GERAL / REPASSES ATRASADOS

MP recomenda que Estado assuma contrato do Hospital de Câncer

A Notificação Recomendatória foi expedida nesta quinta-feira (8).

Assessoria

Hospital aponta um dívida superior a R$ 16 milhões, sendo que R$ 12 milhões estão judicializados.

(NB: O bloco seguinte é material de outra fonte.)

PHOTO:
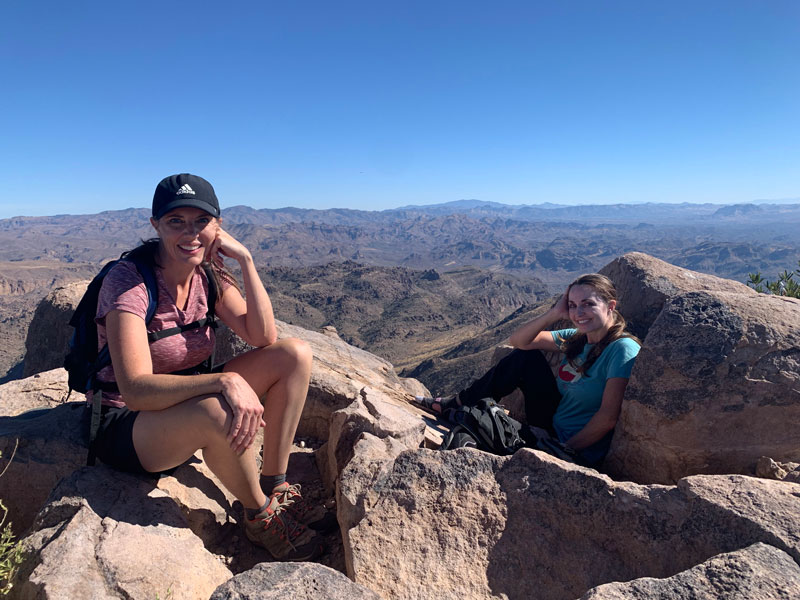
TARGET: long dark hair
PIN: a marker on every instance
(574, 345)
(147, 251)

Hospital aponta um dívida superior a R$ 16 milhões, sendo que R$ 12 milhões estão judicializados.

DO REPÓRTER MT



A 7ª Promotoria de Justiça Cível de Cuiabá - Tutela Coletiva da Saúde recomendou ao secretário de Estado de Saúde, Gilberto Gomes de Figueiredo, que realize no prazo de 30 dias estudo técnico para verificar a viabilidade da estadualização do contrato da Secretaria Municipal de Saúde de Cuiabá com o Hospital de Câncer de Mato Grosso. A Notificação Recomendatória foi expedida nesta quinta-feira (8).

Atualmente, é a Prefeitura de Cuiabá que recebe verbas estaduais e federais e depois deveria repassar ao HCan. Contudo, o hospital aponta um dívida superior a R$ 16 milhões, sendo que R$ 12 milhões estão judicializados.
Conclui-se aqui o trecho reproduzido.